Telling stories

At the risk of going over familiar ground, I want to put down a few thoughts prompted – yet again! – by a post on Jeremy Head’s excellent Travelblather blog, discussing ‘the skillset of the online travel writer‘.

In the comments, Debbie Ferm of Traveldither.com wrote, “Like all web copy, travel writing will need to be more scannable… almost like copywriting.” What a pity if she’s right!

What interests me are people and places. I’m a writer. I care about the travel industry only to the extent of how it impacts on the stories I want to tell. The stuff I’m proud to write – which, not coincidentally, matches the stuff I like to read – is not round-ups or hotel reviews or sponsored puffs. That’s for paying the bills. When I’m a doddery old grandpa, few people may care about my stories of travel, but absolutely nobody will give a monkeys about my opinion of the travel industry in the long-forgotten 2010s.

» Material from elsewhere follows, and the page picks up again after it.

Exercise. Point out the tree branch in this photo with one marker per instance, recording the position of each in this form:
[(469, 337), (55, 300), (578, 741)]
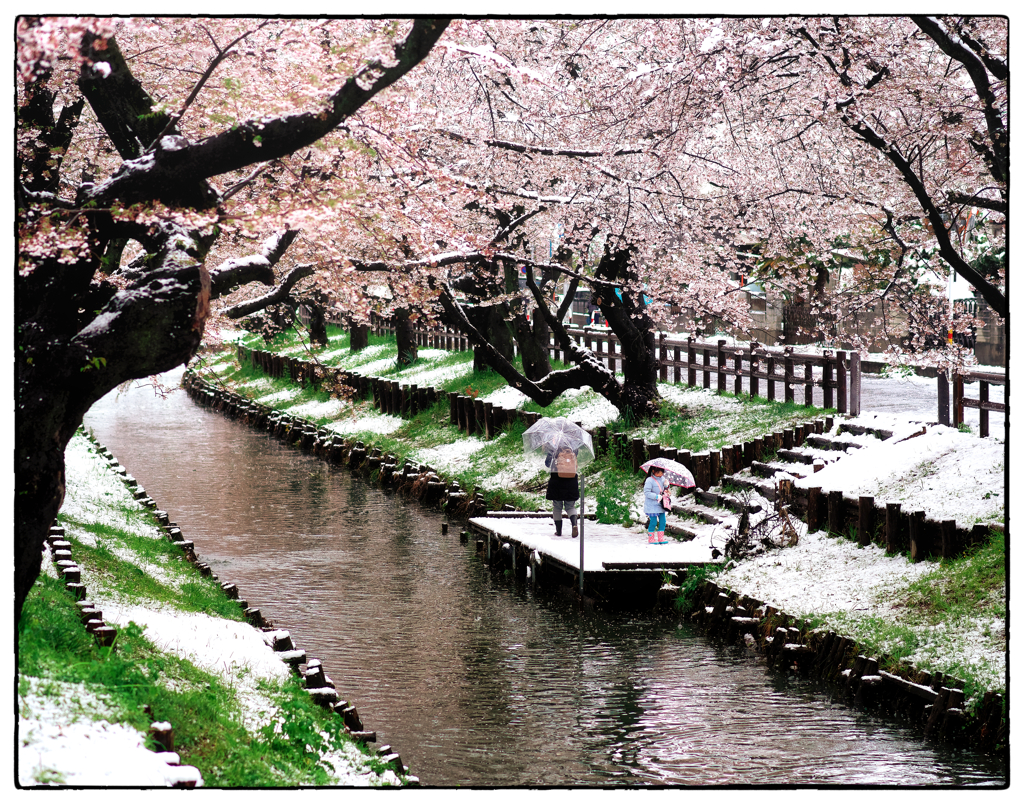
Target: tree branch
[(265, 139), (256, 267), (275, 296)]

Newspapers have painted themselves into a corner. By abandoning the journalistic model of paying skilled writers to report on people and places, they turned themselves into mouthpieces for the travel industry, which has funded the creation of travel ‘content’ for years now.

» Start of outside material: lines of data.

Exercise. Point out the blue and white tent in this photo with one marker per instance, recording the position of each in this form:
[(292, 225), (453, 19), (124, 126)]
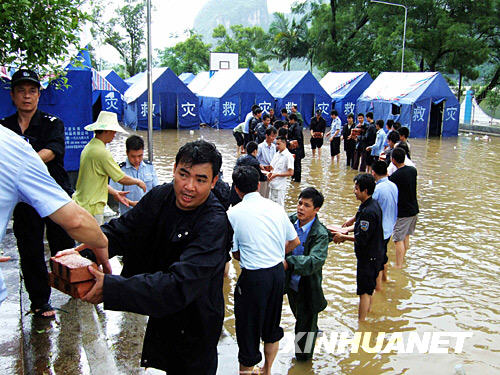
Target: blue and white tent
[(199, 82), (344, 89), (423, 102), (186, 78), (298, 87), (229, 96), (105, 97), (174, 105), (117, 81)]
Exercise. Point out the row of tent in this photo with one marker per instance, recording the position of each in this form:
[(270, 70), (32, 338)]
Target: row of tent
[(421, 101)]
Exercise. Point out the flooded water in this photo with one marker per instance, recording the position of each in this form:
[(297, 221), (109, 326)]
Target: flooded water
[(450, 281)]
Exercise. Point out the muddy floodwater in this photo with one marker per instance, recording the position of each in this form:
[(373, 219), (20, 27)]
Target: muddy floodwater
[(448, 290), (450, 282)]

That model is now breaking down, as the travel industry withdraws its funding and cuts back on print advertising. This has left traditional media high and dry: by their parsimony and, some might say, corruption in years gone by, they’ve killed the goose.

Online travel writing is in a different place. Divisions and micro-definitions get boring, but perhaps one is justified here: travel journalism, i.e. round-ups, site reports, reviews, listings, investigations, industry analysis, is different from travel writing, i.e. stories of people and places, features, profiles, cultural insight, long-form creativity.

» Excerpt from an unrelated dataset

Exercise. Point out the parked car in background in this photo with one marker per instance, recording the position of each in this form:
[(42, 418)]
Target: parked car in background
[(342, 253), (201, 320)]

Both are valid. Thanks to the old media models, the former dominates. It shouldn’t.

And, online, it needn’t. Long-form feature writing about travel matters. It can do things that no other kind of writing can do, and can make connections that might otherwise never be made. Old media nonetheless sold it down the river.

If we accept Debbie’s notion of online travel writing as glorified holiday-brochure copywriting, SEO’d to within an inch of its life, the same thing will happen again.